McClendon knows how the game is played, and he vehemently defended Cano on Tuesday, while firing back at Long.
“I was very disappointed,’’ McClendon said. “I’ve been in this game a long time, particularly at the major-league level. And one thing I was taught was: ‘You worry about your players and getting them ready and not players on other teams.’ I’m disappointed, surprised … didn’t know he was the spokesman for the New York Yankees.
“My concern is Robinson Cano in a Seattle Mariners uniform and what he does moving forward. I don’t give a damn what he did for the Yankees. I have no concern whatsoever. We had a great talk this morning. He’s looking forward to being very productive in a Seattle Mariners uniform and being a very good teammate. That’s what’s important as you move forward.”
I have a feeling that McClendon might not be so displeased that this situation arose. It gives him a chance to put into action the sentiment he expressed at his introductory news conference, when he said, “My motto is simple. I respect my opponents. But I fear nobody. And I want my players to take on my personality.”
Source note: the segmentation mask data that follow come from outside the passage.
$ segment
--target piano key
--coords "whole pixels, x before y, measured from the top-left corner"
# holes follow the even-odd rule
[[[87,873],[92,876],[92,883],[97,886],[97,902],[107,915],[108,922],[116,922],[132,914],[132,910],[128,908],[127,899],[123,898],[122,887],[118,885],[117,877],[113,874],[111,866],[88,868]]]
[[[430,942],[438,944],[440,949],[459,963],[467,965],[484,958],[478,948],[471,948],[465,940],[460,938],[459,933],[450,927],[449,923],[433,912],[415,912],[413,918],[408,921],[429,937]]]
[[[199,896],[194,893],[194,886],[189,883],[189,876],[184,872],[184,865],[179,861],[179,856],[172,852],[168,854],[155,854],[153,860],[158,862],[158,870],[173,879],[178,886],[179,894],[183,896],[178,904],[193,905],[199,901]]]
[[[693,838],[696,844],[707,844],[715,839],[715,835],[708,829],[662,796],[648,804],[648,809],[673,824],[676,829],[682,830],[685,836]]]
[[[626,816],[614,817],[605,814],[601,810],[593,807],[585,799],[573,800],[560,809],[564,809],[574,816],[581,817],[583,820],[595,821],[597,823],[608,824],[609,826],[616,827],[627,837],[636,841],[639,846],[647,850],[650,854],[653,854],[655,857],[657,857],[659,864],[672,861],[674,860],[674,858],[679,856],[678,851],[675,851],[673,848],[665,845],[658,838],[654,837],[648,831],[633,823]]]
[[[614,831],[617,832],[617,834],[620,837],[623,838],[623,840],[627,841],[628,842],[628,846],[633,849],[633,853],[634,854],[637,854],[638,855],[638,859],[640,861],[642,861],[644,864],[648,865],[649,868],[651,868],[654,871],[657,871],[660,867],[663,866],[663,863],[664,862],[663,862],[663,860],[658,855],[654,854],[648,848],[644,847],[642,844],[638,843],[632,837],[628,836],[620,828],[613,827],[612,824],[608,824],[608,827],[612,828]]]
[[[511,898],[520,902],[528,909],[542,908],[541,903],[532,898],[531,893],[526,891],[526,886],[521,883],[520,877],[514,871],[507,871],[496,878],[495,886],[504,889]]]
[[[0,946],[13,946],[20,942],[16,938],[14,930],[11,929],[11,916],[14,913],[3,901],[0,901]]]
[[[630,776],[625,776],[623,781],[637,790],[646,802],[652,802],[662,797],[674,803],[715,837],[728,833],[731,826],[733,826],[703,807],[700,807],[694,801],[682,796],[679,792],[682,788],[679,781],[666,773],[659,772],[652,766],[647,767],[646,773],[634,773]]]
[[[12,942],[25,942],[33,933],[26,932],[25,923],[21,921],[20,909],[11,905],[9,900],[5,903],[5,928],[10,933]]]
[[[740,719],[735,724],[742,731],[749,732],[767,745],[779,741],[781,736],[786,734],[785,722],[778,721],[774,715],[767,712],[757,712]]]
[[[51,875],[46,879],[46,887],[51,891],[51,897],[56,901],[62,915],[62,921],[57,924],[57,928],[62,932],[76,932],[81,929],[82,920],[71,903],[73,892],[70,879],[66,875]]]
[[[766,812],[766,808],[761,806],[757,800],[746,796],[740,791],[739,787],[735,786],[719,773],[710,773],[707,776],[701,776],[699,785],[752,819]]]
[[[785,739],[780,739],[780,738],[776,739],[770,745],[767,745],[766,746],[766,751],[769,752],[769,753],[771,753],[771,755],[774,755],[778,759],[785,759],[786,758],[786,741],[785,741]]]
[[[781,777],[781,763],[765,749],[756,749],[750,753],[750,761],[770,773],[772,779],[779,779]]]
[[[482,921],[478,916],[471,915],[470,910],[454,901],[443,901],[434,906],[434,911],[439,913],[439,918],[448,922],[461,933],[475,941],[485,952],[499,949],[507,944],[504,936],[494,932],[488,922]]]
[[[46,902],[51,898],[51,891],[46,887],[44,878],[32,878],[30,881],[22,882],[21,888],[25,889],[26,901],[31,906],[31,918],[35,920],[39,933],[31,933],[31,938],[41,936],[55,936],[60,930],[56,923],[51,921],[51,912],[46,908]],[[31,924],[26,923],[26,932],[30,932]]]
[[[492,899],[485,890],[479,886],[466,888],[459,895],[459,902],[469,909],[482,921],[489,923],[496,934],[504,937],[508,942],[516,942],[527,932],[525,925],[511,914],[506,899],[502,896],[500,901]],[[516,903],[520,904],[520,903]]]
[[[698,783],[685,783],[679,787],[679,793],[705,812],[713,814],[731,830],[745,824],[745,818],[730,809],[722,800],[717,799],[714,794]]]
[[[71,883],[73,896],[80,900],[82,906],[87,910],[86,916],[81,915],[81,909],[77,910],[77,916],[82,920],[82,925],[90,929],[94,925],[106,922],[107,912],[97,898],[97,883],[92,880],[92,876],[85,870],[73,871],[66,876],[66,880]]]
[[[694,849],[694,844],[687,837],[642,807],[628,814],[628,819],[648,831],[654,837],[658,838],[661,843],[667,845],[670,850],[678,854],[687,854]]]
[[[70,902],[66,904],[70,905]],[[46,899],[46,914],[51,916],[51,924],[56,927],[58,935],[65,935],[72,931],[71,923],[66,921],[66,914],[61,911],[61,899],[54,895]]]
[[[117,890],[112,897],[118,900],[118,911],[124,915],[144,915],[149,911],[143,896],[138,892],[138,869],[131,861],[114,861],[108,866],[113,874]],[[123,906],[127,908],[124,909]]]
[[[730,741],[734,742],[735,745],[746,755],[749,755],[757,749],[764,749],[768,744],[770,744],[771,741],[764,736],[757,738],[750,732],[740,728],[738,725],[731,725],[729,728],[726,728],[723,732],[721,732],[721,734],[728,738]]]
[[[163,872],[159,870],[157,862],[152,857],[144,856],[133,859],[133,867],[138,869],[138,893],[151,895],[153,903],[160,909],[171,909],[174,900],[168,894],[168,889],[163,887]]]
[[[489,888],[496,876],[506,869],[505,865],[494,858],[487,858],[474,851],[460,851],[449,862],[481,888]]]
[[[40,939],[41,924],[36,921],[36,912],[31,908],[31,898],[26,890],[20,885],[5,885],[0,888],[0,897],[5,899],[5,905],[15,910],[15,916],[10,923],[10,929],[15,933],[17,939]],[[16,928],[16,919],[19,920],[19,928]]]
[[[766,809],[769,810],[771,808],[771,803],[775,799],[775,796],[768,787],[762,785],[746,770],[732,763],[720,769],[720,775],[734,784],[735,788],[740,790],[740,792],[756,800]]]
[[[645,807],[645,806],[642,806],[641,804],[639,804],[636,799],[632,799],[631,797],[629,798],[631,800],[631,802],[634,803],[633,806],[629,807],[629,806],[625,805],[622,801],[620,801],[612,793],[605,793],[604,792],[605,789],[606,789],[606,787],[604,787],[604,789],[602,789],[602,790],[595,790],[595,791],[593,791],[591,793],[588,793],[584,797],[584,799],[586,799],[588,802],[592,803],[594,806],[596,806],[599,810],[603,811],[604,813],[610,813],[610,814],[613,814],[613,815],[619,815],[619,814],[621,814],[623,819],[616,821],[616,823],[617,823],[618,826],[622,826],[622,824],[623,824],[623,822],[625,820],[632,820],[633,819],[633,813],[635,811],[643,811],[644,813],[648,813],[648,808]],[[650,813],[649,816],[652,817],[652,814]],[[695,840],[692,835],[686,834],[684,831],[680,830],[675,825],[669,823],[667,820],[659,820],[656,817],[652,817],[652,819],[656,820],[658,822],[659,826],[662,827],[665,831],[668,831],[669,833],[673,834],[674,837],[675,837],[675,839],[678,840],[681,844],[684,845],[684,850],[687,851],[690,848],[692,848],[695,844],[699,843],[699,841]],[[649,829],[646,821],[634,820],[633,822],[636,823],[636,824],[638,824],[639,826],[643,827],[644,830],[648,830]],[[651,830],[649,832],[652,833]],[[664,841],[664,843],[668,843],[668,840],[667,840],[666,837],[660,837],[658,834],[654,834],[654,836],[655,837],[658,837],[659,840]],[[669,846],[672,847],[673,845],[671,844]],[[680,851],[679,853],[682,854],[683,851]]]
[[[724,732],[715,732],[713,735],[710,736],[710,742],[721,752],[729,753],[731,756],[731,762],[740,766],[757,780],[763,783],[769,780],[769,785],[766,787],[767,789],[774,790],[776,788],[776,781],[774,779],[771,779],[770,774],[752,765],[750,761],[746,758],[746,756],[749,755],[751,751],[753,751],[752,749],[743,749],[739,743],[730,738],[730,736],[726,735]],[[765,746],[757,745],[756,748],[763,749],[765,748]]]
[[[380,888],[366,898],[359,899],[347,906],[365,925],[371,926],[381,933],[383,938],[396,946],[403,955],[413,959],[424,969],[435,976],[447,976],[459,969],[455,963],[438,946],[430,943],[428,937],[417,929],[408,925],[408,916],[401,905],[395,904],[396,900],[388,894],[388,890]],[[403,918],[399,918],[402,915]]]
It also lets his players know, in a tangible way, he has their back.
“One of the messages I’m trying to send to my players is we don’t have to take a back seat to anybody, that includes the New York Yankees or anybody else,’’ McClendon said. “… Any time anybody attacks one of my players, then I’m going to defend them. If you don’t like it, tough (expletive).”
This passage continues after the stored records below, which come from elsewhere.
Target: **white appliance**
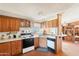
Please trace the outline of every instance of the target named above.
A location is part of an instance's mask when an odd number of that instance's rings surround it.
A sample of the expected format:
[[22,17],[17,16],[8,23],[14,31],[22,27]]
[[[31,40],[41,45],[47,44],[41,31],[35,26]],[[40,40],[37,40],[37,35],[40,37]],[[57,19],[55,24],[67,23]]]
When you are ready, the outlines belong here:
[[47,46],[51,49],[55,49],[55,42],[47,40]]
[[34,50],[34,38],[28,37],[24,35],[24,38],[22,39],[22,45],[23,45],[23,53],[29,52],[31,50]]
[[23,40],[23,53],[34,50],[34,37],[30,28],[20,28],[21,38]]

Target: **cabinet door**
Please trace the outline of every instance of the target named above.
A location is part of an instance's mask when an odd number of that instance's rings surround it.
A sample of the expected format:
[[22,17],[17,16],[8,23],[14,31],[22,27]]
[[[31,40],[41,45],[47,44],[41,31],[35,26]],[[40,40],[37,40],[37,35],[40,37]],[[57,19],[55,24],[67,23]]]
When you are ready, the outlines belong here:
[[1,25],[2,25],[2,32],[8,32],[10,29],[9,29],[9,20],[8,18],[5,16],[1,16]]
[[7,31],[7,25],[5,26],[5,24],[7,24],[7,23],[6,23],[6,20],[5,19],[2,18],[1,24],[2,24],[2,32]]
[[30,21],[27,21],[27,27],[30,27]]
[[15,24],[16,24],[15,31],[19,31],[19,28],[20,28],[20,20],[19,19],[16,19],[15,20]]
[[10,31],[19,31],[20,21],[16,18],[10,19]]
[[2,31],[1,18],[0,18],[0,32]]
[[29,20],[25,20],[25,27],[30,27],[30,21]]
[[49,27],[49,28],[52,27],[52,21],[48,21],[48,27]]
[[17,44],[16,46],[17,54],[21,54],[22,53],[22,41],[18,40],[16,44]]
[[57,27],[58,26],[58,23],[57,23],[57,20],[52,20],[52,27]]
[[19,31],[20,21],[18,18],[0,16],[0,32]]
[[46,38],[41,38],[39,40],[39,46],[43,47],[43,48],[47,48],[47,40],[46,40]]
[[11,47],[10,47],[10,43],[0,43],[0,56],[1,55],[11,55]]
[[35,48],[39,47],[39,38],[37,38],[37,37],[34,39],[34,46],[35,46]]
[[12,47],[12,55],[18,55],[22,53],[22,41],[12,41],[11,42]]
[[15,22],[16,22],[16,20],[10,18],[9,21],[10,21],[10,25],[9,25],[10,26],[10,31],[15,31],[15,26],[16,26]]
[[10,19],[7,16],[0,16],[0,32],[10,31],[9,20]]
[[11,52],[11,54],[12,54],[12,55],[16,55],[16,54],[17,54],[16,46],[17,46],[16,41],[12,41],[12,42],[11,42],[11,47],[12,47],[12,52]]

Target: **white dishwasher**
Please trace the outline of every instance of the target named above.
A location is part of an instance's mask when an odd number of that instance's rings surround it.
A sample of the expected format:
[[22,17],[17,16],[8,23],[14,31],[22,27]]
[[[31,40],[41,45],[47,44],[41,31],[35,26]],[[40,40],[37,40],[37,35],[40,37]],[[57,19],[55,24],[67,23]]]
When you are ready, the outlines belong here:
[[55,42],[47,40],[47,46],[51,49],[55,49]]
[[48,50],[55,52],[55,38],[47,38]]

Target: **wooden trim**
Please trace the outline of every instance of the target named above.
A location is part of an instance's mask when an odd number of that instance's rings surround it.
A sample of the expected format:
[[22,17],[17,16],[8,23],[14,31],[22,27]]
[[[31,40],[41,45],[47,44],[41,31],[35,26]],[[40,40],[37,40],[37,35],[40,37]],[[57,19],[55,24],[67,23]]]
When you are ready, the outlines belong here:
[[58,20],[58,36],[56,37],[56,42],[55,42],[55,48],[56,48],[56,53],[62,52],[62,27],[61,27],[61,18],[62,14],[57,14],[57,20]]

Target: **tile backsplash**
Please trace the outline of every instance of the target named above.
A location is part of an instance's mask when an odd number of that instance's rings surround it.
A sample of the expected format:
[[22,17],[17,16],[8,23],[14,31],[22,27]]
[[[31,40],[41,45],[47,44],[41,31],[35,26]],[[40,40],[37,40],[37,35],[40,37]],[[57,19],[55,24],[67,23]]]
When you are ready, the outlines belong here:
[[11,39],[16,36],[16,38],[20,38],[21,33],[30,33],[30,28],[20,28],[20,30],[17,32],[0,32],[0,39]]
[[0,39],[11,39],[14,38],[14,35],[16,38],[19,37],[18,32],[0,32]]

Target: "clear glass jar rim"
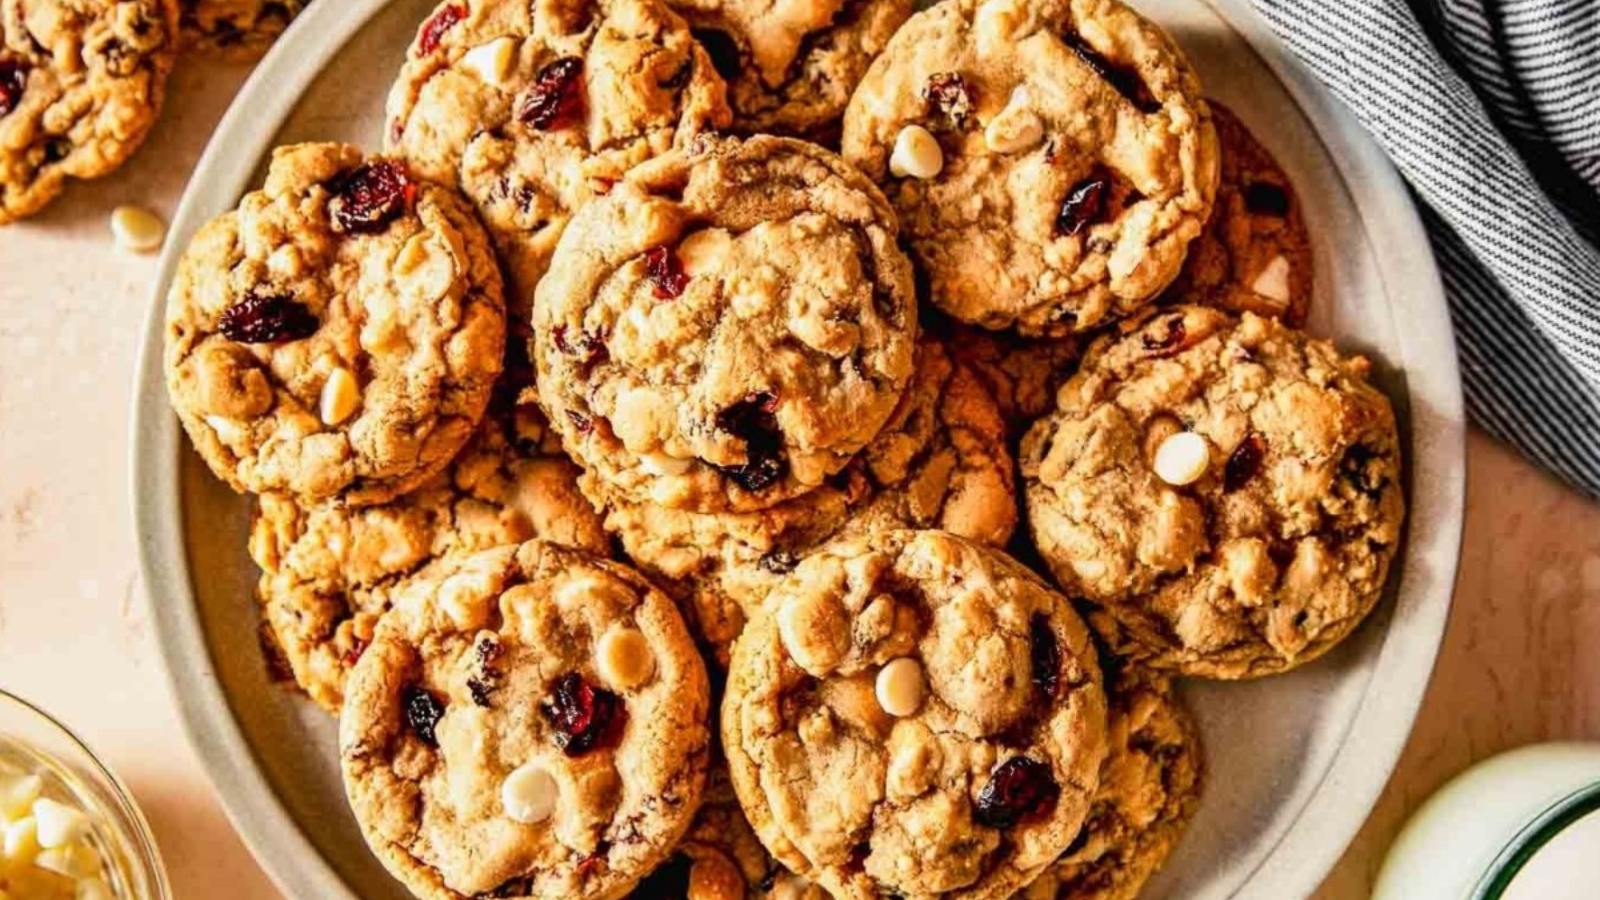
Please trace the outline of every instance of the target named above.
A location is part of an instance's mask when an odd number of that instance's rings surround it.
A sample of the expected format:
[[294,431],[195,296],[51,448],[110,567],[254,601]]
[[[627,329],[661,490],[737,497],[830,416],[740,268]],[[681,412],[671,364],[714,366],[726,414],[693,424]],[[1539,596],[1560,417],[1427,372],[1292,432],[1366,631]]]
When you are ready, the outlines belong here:
[[1528,861],[1544,846],[1591,813],[1600,814],[1600,782],[1579,788],[1551,804],[1517,832],[1479,879],[1471,900],[1500,900]]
And McClendon’s last word on the topic was sensible: “My talk with Robbie was real simple. I expect all my players, including Robinson, to give me a fair effort down the line.
“I’m not too far removed from playing … I can remember the days when I hit a pop up and I’m pissed off and you don’t run to first. Is that dogging it? I don’t think so. There’s a human element that comes with this game. You know you roll over and hit a ground ball to second base, your head drops and you are a little disappointed.
“In the big scheme of things, would I rather have a guy out there for 160 games, hitting .300 and driving in over 100? I will take that.”